In his first interview since taking over as commander of American and NATO forces in Afghanistan, General David Petraeus talked about his strategy on NBC’s Meet the Press Sunday with less than a year before the withdrawal of the first American troops is scheduled to commence.
Asked what was needed to win the war in Afghanistan, one of the things Petraeus mentioned was the need of reintegrating Taliban fighters in Afghan society. This is possible, he believes, especially with the “five dollar a day Taliban,” men fighting for the Taliban for a price, as well as with insurgents who are beginning to realize that the Taliban’s leadership appear to be leading from the rear.
According to General Petraeus, the Taliban’s leaders largely send messages and leave everyone else at the broken end of the bottle, inflicting the most civilian casualties in this war. He added that the mission is still to win over the hearts and minds of the people in order to bring an end to the conflict.

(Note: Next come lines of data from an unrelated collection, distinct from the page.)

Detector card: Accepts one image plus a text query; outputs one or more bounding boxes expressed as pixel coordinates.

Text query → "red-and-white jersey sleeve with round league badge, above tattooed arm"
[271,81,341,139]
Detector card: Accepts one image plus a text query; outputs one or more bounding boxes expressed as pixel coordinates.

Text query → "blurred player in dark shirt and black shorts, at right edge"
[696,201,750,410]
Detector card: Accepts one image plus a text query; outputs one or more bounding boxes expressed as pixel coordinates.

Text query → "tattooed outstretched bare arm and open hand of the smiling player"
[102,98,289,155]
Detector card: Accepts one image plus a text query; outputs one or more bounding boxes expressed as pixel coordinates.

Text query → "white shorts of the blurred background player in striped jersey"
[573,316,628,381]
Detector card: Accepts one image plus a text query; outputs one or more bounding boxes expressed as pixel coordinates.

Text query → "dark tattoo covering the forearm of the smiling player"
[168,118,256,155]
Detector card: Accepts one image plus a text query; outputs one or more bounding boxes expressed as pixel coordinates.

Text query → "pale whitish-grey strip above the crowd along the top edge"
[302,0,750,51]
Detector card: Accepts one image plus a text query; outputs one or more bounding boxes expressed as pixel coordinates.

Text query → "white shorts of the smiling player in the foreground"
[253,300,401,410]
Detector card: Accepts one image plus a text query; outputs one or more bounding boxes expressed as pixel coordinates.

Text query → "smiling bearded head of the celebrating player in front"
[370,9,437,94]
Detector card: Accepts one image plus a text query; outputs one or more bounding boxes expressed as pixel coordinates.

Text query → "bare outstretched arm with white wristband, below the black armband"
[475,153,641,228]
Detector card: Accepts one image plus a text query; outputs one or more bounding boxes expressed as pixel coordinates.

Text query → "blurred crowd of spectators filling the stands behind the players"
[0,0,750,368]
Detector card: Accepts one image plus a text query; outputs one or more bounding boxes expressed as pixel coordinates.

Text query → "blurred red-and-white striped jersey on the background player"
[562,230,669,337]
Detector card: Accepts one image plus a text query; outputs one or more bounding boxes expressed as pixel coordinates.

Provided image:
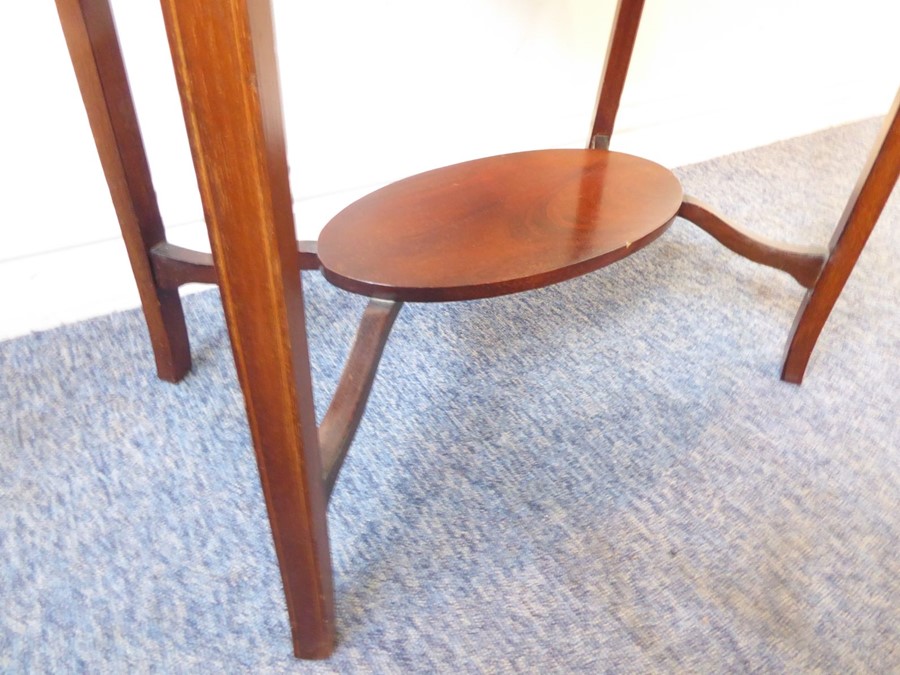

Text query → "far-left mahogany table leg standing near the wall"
[56,0,191,382]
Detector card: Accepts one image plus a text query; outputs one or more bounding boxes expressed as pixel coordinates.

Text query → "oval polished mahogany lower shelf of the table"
[319,150,682,302]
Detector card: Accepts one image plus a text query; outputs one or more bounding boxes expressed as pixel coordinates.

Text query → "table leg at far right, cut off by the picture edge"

When asked what failure or success would mean to Afghanistan the general stated that while success means economic and national growth for the country, failure could affect the entire region, with civil war breaking out in Afghanistan and surrounding nations picking their sides, aiding the efforts of those prolonging the fighting and suffering.
Interestingly, Petraeus said that while Iran has no desire to see Americans gaining an easy victory in Afghanistan, they don’t like the Taliban emerging victorious either, despite the small amounts of funding and training which Tehran has offered them. The Iranians see the Taliban as too conservative in their views while a victory for them could undermine the stability of their own regime.
On the rather tricky subject of meeting with Taliban leaders in order to broker a peace agreement, Petraeus said that it was a lot like it was back in Iraq. They asked, “Were we willing to meet with people who had our blood on their hands?” The answer, said Petraeus, was yes. This may come as a somewhat disheartening response to many after the recent Time magazine article about Afghan women and their suffering under what’s left of the Taliban. But meeting with the Taliban is a reality of the war, and it may well be the price of peace.